The House Budget Committee, which was supposed to mark up a budget resolution this week, hasn’t announced any meeting. The conservative hardliners are seemingly unmoveable. As we’ve been reporting all week, the House GOP leadership’s plan is stalled while Senate Republicans are anxious to possibly take over. …”

5 Trillion would be fascinating ina 6.3 Trillin dollar budget
 
Any moment now the New York Times and the rest of the mainstream media will be on him like flies on horse turds to step down. Any moment now!
 

People used to be elected to Congress because they saw it as an exciting place to work and they could help direct the course of the entire nation. We are now electing representatives who care so little for the grubby details of the job that they now spend most of their time trying to get on social media via outrageous statements and comments and now they're not even showing up for basic duties like voting so they can go on television. Nice work if you can get it.
 

Himes and AOC are both right. Most Americans don’t care about USAID, and Dems should focus their visible outrage on other issues. That doesn’t mean Dems shouldn’t use parliamentary maneuvering to block further attempts by Reps to illegally defund USAID and other agencies. Republicans will take the blame for a shutdown.
 
Himes and AOC are both right. Most Americans don’t care about USAID, and Dems should focus their visible outrage on other issues. That doesn’t mean Dems shouldn’t use parliamentary maneuvering to block further attempts by Reps to illegally defund USAID and other agencies. Republicans will take the blame for a shutdown.
First read I thought that said “paramilitary maneuvering” to block defunding. Gotta get my glasses checked.
 

We May Be a Month Away From Republicans Shutting Down a Government They Control​



“… What almost everyone is missing: This country has roughly one month until the government runs out of money, and things like paychecks to troops, food-inspection programs, disaster-reliefpayments, and aid to low-income families could all be caught up in a chaotic game of chicken.

Republicans could keep the lights on all on their own, but probably won’t.

“They control the House, the Senate and the presidency. It’s their government,” House Minority Leader Hakeem Jeffries told reporters last week, setting up a blame-game preamble. Jeffries is factually correct.

Even still, Republicans may end up needing a bailout from Democratic lawmakers before March 14. That gives Democrats their first real leverage in Trump’s second term, but it’s entirely unclear if they will use it or to what end. While a unified plan has yet to emerge, wisps of fight-ready ambitions are starting to move from the fringes to the mainstream, albeit more slowly than most rank-and-file Democrats would like.

… All the signs are here. The White House says it is charging forward despite federal judges tellingofficials to, at a minimum, pump the brakes. Whether it actually upends the United States’ system of checks and balances in the coming weeks will shape the budget negotiations.
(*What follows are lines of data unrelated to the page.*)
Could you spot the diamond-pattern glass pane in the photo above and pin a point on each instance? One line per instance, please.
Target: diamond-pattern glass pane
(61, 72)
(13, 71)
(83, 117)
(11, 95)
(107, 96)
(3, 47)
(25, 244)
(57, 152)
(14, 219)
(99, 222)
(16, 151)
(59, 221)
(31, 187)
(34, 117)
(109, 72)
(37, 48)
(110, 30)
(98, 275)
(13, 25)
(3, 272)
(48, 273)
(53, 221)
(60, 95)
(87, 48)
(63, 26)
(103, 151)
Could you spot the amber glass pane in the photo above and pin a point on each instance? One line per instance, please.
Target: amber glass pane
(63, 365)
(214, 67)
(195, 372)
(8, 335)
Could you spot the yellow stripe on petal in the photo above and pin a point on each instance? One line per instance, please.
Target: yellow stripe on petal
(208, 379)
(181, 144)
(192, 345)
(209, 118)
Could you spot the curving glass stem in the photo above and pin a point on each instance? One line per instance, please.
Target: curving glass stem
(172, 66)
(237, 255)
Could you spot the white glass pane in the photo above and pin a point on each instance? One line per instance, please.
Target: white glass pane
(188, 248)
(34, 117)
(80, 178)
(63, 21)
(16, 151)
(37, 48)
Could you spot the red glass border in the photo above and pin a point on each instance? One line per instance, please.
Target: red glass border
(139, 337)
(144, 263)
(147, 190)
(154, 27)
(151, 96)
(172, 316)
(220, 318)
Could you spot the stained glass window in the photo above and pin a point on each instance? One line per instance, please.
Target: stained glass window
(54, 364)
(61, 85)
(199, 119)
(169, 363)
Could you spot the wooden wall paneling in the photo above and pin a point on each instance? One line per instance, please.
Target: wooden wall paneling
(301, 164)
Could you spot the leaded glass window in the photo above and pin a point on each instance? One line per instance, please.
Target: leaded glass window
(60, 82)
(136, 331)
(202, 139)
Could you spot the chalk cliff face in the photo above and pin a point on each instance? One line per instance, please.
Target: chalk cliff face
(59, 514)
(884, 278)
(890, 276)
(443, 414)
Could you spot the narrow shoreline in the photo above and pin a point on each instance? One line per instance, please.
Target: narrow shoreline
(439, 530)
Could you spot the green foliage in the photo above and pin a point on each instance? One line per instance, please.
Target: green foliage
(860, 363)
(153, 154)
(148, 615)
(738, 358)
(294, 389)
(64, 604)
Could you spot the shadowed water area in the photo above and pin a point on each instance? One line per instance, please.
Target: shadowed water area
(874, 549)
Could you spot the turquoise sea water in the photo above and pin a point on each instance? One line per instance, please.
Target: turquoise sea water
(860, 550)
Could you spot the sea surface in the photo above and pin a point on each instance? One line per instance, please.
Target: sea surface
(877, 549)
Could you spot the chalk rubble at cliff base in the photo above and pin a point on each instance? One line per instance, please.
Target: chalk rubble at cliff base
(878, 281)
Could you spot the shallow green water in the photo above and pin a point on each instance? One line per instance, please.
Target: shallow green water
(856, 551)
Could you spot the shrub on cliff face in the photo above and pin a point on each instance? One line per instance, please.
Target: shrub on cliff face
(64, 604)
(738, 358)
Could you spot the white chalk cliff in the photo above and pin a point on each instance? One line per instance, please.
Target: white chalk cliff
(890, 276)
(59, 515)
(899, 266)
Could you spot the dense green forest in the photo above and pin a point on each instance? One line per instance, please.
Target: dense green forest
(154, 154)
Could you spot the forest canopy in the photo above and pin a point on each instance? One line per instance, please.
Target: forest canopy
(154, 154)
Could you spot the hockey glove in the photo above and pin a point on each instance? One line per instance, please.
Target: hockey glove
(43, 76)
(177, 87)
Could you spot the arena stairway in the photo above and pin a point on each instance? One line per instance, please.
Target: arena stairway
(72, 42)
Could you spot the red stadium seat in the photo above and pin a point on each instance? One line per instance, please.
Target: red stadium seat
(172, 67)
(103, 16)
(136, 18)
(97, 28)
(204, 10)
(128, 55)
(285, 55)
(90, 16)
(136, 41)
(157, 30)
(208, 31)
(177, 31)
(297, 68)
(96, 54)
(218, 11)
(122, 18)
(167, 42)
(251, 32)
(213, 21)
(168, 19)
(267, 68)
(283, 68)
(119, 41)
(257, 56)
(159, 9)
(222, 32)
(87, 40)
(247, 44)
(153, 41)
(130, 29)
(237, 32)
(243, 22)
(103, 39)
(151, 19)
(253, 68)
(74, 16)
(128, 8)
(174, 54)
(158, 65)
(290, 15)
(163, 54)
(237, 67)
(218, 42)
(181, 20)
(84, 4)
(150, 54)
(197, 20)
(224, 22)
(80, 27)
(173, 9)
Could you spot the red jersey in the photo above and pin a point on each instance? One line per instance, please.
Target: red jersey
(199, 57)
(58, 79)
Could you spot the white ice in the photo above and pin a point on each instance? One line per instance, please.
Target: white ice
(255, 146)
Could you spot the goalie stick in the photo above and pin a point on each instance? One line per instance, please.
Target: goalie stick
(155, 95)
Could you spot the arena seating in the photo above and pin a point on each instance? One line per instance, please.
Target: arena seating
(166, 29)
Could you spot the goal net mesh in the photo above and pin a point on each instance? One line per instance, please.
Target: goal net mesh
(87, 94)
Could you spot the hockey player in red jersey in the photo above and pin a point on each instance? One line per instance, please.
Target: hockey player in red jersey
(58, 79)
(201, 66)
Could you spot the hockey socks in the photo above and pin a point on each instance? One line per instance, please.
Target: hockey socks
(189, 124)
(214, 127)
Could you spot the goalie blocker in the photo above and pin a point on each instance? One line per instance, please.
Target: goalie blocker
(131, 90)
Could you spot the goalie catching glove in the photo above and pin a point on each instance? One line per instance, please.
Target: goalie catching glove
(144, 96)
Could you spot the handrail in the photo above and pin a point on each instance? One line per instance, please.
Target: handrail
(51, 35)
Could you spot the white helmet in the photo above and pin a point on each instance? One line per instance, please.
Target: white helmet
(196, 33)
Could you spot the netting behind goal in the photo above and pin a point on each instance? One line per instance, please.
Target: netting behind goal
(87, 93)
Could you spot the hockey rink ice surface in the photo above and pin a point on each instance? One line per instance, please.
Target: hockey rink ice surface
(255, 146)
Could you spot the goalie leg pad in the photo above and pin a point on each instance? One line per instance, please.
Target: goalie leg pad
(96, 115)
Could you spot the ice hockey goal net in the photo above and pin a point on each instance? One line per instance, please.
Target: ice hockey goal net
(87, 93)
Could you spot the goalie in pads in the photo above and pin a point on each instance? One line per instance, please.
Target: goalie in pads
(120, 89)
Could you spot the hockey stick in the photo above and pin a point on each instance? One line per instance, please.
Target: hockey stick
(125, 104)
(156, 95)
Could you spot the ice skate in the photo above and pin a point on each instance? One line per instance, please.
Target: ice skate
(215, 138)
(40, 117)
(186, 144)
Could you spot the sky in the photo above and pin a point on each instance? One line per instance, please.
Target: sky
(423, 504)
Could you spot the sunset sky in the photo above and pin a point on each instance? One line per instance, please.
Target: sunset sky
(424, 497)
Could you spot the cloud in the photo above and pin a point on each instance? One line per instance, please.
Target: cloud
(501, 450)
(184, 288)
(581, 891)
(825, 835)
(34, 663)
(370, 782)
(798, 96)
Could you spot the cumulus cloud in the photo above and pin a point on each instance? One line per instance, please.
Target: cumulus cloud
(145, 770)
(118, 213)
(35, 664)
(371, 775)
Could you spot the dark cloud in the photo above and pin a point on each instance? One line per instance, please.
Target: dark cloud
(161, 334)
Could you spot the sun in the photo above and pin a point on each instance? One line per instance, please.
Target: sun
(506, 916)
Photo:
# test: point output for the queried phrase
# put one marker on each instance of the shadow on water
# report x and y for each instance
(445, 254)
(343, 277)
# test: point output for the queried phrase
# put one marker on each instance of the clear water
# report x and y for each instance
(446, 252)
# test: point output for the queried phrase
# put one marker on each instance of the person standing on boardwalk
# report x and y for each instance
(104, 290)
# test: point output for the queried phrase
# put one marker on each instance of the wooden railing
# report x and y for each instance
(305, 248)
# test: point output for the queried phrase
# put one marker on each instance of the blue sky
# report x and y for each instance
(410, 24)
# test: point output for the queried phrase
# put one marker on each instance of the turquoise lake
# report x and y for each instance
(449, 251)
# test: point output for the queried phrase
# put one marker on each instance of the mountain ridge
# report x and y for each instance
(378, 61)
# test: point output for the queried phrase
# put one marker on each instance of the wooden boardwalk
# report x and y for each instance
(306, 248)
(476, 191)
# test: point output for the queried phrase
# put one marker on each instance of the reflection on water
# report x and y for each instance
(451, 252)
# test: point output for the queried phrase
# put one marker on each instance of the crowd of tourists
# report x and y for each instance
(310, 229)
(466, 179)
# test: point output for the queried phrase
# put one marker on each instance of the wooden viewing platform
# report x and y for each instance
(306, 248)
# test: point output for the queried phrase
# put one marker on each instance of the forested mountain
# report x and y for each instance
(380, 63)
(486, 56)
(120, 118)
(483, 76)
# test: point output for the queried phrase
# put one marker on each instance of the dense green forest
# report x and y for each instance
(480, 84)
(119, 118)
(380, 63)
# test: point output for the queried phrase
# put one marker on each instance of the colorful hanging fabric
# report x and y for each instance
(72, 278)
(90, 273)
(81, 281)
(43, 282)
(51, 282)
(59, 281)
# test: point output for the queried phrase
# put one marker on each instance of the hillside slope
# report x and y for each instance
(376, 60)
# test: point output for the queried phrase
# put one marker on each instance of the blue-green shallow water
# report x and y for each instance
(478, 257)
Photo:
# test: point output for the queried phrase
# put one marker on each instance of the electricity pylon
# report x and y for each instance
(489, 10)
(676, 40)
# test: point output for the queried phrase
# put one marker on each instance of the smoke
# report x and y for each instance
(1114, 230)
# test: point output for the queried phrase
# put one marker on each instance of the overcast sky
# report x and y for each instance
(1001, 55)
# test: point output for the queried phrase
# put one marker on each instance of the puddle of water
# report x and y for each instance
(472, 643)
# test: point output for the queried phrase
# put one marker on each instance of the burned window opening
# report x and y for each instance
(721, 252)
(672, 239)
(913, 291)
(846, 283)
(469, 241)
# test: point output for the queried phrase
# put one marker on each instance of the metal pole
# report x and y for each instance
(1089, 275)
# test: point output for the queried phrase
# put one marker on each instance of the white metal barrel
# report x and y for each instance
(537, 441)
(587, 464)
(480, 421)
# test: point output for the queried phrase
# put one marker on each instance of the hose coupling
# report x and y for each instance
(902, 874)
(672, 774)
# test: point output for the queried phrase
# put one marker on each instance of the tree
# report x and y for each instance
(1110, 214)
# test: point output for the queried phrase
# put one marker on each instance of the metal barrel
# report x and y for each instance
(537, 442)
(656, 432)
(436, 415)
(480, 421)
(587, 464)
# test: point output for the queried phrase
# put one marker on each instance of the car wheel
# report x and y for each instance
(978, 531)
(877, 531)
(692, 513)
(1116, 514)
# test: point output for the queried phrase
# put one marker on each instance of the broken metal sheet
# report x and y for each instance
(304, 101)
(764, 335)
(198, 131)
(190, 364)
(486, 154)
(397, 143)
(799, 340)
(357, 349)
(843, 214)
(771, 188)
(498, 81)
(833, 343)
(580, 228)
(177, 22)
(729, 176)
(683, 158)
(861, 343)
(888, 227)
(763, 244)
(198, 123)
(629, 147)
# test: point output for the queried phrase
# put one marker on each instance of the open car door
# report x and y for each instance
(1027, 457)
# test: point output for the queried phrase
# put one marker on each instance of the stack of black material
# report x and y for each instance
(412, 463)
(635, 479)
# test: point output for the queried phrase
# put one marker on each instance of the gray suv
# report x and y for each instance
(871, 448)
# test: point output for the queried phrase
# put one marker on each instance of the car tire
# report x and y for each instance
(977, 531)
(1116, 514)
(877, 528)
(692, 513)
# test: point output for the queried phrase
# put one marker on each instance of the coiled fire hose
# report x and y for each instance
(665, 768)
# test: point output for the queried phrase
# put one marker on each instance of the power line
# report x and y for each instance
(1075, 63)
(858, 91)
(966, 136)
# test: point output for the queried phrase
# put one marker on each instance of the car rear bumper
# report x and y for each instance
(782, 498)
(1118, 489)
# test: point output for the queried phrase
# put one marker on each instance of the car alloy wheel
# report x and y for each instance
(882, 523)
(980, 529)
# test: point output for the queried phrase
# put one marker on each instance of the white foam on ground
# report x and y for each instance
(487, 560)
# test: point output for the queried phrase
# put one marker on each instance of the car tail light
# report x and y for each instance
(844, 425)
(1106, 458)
If Trump and Elon Musk continue to treat the spending laws already passed by Congress as mere suggestions, there won’t be much faith that the next spending bills will bind Trump’s team to actually following the orders from Capitol Hill.

… For Democrats in particular, this all makes it harder for them to consider helping Trump’s party look responsible enough to keep the government functioning at the most basic level. …”
 
I don't get what the debate is for Democrats? Trump always caves. Thune is a newbie. Speaker Johnson is already signaling he's got to have Democrat votes. Democrats should not let a shutdown influence them from demanding everything including walking back the anti-democracy stuff Trump has done. In fact, having to endure a shutdown should be part of the plan.
 
Jeffries should offer to help Johnson avoid a shutdown, but only if Johnson instructs the chair of the oversight committee to agree to subpoena Musk and force him to testify before passing a continuing resolution.